A limestone sculpture of the God Jupiter, considered one of the finest Roman archaeological discoveries ever made in East Anglia, is about to go on display
Once used as a grave marker and found during a decade-long excavation in Cambridge, the stern-faced Roman sculpture will go on show to the public after being donated to the town’s Museum of Archaeology and Anthropology.
© Dave Webb, Cambridge Archaeological Unit
Taken from a site known as The Camp Ground, where up to 200 citizens during Roman times, the face, which has drilled eyes, was excavated from Earith Quarry near Colne Fen in a dig concluded in 2007. The remains of a skeleton were found nearby, but archaeologists failed to find the larger sculpture it was a part of, with only a telltale part of a paw – probably of a lion and sphinx, the emblems of grave guardians – revealing its funereal symbolism.
“It was an amazing piece to find on a Fenland site,” said Christopher Evans, from Cambridge Archaeological Unit.
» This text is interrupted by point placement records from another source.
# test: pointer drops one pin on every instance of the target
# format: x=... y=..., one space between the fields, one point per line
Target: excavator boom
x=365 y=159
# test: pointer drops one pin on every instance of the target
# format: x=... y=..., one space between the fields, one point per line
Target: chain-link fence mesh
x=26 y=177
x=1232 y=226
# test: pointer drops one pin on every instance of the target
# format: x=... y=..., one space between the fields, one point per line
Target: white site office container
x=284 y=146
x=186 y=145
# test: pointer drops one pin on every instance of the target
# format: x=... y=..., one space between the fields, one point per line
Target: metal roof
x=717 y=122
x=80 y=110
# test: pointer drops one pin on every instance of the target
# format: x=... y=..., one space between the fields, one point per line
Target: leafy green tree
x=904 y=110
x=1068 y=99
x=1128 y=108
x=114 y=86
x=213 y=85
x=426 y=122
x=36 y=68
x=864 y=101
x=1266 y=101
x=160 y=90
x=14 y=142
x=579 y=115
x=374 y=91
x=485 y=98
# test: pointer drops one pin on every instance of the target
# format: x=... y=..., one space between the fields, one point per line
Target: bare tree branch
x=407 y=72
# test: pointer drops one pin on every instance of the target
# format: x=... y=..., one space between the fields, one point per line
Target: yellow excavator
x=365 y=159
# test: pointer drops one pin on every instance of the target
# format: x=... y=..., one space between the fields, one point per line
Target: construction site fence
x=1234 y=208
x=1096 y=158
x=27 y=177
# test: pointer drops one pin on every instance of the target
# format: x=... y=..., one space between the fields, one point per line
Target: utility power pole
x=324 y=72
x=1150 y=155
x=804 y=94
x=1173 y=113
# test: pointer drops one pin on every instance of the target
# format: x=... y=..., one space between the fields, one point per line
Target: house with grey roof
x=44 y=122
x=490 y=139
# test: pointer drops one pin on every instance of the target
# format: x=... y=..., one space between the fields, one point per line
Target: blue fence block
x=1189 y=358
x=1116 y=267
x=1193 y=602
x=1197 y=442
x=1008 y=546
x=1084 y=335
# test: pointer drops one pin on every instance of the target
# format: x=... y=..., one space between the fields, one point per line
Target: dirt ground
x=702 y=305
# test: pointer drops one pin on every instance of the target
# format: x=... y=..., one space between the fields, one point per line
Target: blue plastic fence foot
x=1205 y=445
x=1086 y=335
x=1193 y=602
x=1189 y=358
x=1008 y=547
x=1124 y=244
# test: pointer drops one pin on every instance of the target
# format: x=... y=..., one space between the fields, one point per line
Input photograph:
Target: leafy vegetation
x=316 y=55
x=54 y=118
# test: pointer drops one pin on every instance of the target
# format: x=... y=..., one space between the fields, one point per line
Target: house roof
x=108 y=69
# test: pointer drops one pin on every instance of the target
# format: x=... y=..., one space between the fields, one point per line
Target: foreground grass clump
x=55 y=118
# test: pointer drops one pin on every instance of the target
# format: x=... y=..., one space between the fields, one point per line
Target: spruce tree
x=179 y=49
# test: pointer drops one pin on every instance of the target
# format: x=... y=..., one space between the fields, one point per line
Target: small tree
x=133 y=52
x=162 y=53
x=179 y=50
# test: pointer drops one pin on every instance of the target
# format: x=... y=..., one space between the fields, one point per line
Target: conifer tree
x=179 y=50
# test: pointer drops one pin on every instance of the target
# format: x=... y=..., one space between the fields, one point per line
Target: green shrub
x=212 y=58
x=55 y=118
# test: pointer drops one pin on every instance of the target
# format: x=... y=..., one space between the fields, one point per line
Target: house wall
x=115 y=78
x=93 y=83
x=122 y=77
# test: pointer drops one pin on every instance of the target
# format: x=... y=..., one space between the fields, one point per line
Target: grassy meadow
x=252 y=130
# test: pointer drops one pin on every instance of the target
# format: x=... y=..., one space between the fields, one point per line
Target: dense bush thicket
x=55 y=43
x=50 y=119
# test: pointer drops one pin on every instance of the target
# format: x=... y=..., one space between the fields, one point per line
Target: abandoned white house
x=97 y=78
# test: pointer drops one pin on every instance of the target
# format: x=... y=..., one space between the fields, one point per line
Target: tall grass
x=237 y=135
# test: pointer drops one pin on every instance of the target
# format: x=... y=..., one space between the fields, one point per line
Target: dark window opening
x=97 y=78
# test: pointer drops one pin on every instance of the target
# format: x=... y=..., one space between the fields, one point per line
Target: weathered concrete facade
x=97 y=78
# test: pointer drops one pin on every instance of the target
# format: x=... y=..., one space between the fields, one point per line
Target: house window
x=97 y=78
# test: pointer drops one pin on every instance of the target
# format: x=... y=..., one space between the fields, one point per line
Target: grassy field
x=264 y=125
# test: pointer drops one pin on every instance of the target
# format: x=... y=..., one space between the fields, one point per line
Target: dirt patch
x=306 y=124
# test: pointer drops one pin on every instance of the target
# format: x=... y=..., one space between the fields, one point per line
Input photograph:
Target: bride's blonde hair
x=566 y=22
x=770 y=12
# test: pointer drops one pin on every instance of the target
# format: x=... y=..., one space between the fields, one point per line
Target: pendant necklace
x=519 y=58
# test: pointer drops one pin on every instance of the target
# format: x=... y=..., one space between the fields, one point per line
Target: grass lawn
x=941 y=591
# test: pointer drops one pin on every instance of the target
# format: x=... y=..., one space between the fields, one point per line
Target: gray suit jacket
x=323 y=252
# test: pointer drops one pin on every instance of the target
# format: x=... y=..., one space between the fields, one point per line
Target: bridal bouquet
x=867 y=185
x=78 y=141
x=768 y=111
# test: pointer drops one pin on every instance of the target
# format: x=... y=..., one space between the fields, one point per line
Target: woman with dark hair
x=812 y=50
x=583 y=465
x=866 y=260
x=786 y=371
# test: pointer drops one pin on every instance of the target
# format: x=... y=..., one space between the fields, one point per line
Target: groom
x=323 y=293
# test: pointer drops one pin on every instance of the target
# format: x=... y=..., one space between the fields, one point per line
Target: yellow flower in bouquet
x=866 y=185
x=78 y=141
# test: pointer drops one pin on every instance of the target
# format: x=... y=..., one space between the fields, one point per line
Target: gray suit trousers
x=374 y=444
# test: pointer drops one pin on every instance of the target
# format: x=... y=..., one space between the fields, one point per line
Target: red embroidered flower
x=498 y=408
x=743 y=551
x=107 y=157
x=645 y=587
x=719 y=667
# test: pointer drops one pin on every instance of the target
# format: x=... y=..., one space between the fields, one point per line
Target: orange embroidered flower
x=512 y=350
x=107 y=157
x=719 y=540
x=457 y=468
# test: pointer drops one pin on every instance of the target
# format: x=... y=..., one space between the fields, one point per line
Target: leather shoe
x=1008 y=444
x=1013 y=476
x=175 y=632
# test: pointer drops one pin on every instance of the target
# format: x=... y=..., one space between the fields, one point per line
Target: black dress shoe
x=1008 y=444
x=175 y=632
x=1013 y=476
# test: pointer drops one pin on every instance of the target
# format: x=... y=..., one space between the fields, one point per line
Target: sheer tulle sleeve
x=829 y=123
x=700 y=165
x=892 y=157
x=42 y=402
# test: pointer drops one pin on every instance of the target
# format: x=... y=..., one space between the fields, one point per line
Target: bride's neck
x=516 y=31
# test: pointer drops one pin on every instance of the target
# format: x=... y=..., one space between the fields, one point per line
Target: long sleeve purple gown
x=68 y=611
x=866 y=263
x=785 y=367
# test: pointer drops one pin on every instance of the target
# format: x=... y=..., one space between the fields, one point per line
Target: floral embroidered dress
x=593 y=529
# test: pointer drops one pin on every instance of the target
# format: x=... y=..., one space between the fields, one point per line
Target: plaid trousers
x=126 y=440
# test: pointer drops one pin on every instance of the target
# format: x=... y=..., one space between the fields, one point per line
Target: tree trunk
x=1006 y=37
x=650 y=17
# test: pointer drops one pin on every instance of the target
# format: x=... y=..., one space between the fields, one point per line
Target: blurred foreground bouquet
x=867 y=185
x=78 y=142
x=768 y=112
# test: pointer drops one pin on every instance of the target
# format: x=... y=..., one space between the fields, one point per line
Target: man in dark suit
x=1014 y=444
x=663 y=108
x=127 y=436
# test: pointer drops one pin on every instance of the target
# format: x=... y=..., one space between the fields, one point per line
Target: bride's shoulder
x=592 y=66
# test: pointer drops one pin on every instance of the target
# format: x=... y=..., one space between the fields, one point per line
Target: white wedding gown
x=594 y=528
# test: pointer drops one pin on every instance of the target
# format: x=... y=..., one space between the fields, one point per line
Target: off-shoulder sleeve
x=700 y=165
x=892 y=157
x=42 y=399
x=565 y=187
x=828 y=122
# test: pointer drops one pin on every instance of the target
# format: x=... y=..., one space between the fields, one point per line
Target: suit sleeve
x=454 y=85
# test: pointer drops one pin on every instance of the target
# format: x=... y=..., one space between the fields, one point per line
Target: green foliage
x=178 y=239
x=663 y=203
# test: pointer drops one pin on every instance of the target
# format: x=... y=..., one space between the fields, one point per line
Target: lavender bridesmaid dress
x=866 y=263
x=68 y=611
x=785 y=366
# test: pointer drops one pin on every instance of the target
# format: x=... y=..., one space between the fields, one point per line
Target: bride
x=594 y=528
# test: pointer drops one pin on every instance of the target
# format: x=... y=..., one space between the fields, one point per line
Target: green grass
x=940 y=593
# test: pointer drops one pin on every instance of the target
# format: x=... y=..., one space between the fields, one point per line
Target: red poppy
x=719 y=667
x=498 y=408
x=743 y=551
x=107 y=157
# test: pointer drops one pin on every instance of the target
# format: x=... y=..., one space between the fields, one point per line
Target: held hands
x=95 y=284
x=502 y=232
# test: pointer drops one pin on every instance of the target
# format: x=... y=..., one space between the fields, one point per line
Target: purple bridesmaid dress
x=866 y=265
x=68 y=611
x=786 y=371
“It is truly gratifying that it can now be appropriately displayed for the wider public to appreciate.”
Experts say the eyes would have been filled with coloured paste in an attempt to make the deity more lifelike, cast in Upwell limestone, from Norfolk, as part of a monument headed by a “freestanding feline”.
The Camp Ground was an important settlement for the inland port linked to the Roman Car Dyke canal system. Boats similar to the modern double-width punts on the River Cam would have docked there, with warehouses and other non-domestic buildings built alongside the houses.
- Sculpture goes on display from December 10 2013.